# Ausgabe der Rows mit höchstem Wert X einer Gruppe y,z ?



## mfernau (6. Mai 2011)

Hallo Leute,

ich stehe gerade auf dem Schlauch und habe mir hier mittlerweile ein Query aufgebaut bei dem ich nicht mehr durchblicke 

Simples Beispiel.

Gegeben sein folgende Tabellen `service` `service_version`
Tabelle service:

```
+----++-----+
| id | name |
+----++-----+
```

Tabelle service_version

```
+----++------+------+-----------+-----------+-------------+
| id | build | beta | api_major | api_minor | downloadURL |
+----++------+------+-----------+-----------+-------------+
```

Außer 'name' und downloadURL (varchar) sind alle Columns int

Es geht hierbei um eine Datenbank die Versionsinformationen von Plugins zu einem Server hält.
Was ich nun gerade suche ist ein Select-Statement, dass mir nur eine Row pro Gruppierung aus api_major, api_minor und build für ein bestimmten Service ausgibt. Und zwar die Zeile mit dem höchsten build.
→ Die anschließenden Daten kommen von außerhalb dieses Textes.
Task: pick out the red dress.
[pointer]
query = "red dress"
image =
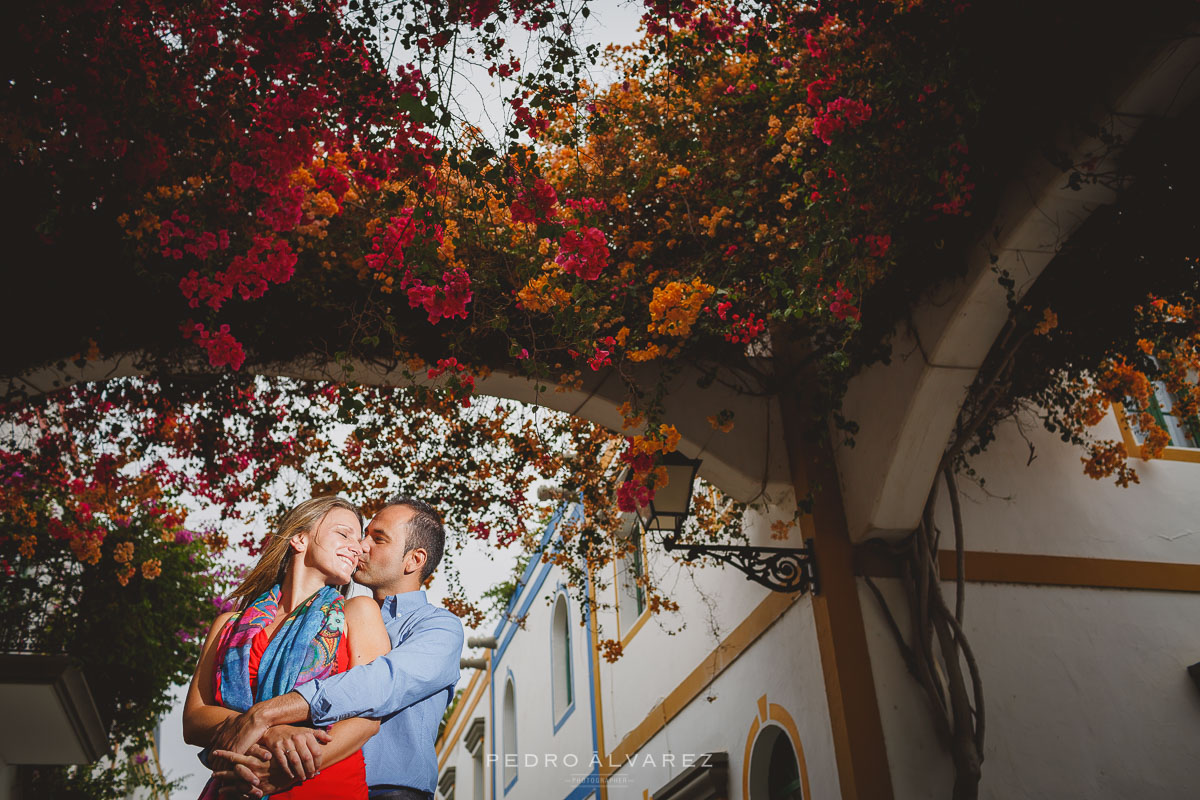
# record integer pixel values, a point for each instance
(346, 779)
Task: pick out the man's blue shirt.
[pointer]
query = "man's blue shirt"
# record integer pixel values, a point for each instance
(407, 690)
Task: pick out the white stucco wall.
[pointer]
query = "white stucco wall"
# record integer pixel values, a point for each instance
(1086, 690)
(544, 771)
(670, 645)
(784, 665)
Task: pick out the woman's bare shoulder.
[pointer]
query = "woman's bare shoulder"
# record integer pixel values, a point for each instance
(363, 607)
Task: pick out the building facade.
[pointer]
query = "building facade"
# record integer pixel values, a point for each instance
(1080, 607)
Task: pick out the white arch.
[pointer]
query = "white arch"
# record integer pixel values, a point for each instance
(906, 409)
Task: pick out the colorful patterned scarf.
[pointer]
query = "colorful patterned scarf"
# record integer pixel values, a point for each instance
(304, 648)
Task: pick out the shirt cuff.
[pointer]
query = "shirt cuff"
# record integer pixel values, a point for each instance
(318, 704)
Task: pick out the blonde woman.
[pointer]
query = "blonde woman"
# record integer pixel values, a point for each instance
(294, 624)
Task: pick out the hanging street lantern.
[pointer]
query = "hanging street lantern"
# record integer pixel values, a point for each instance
(779, 569)
(671, 503)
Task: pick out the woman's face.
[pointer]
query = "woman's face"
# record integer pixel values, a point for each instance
(335, 545)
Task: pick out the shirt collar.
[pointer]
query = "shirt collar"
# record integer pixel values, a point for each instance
(403, 602)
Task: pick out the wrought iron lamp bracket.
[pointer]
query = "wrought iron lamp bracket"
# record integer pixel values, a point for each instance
(779, 569)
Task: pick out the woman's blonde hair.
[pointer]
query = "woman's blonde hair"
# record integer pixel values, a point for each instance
(273, 565)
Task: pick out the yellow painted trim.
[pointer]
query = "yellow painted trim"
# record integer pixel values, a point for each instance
(1051, 570)
(1189, 455)
(598, 716)
(1073, 571)
(779, 715)
(855, 720)
(461, 719)
(725, 654)
(457, 713)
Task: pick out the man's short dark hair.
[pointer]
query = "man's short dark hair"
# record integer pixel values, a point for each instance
(425, 530)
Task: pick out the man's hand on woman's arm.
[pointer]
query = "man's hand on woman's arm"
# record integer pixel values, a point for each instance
(241, 731)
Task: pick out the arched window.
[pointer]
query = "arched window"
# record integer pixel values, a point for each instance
(774, 769)
(561, 659)
(509, 733)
Naiv könnte man jetzt folgendes tun:

```
SELECT * 
  FROM 
    `service` 
  NATURAL LEFT JOIN 
    `service_version`
  GROUP BY api_major, api_minor, beta
```

Als Ergebnis kommt dabei so etwas heraus:

```
+---------------+-------+------+-----------+-----------+
| id | name     | build | beta | api_major | api_minor |
+---------------+-------+------+-----------+-----------+
| 1  | Service1 | 4     | 0    | 1         | 0         |
| 1  | Service1 | 1     | 1    | 1         | 0         |
| 1  | Service1 | 6     | 1    | 1         | 1         |
| 1  | Service1 | 8     | 1    | 2         | 0         |
+---------------+-------+------+-----------+-----------+
```

Aber das Ergebnis von group by ist nicht sortiert. Group by liefert mir irgend eine Zeile für eine Gruppe - nicht notwendigerweise die mit dem höchsten build. Eher sogar das Gegenteil. Z.b. gibt es die build-Version 9 für die Gruppe mit beta == 1, api_major == 2 und api_minor == 0

Wie baut man so ein Select bei dem man nur eine bestimmte Zeile einer Gruppe bekommt? Evtl sehe ich auch den Wald vor lauter Bäumen nicht mehr...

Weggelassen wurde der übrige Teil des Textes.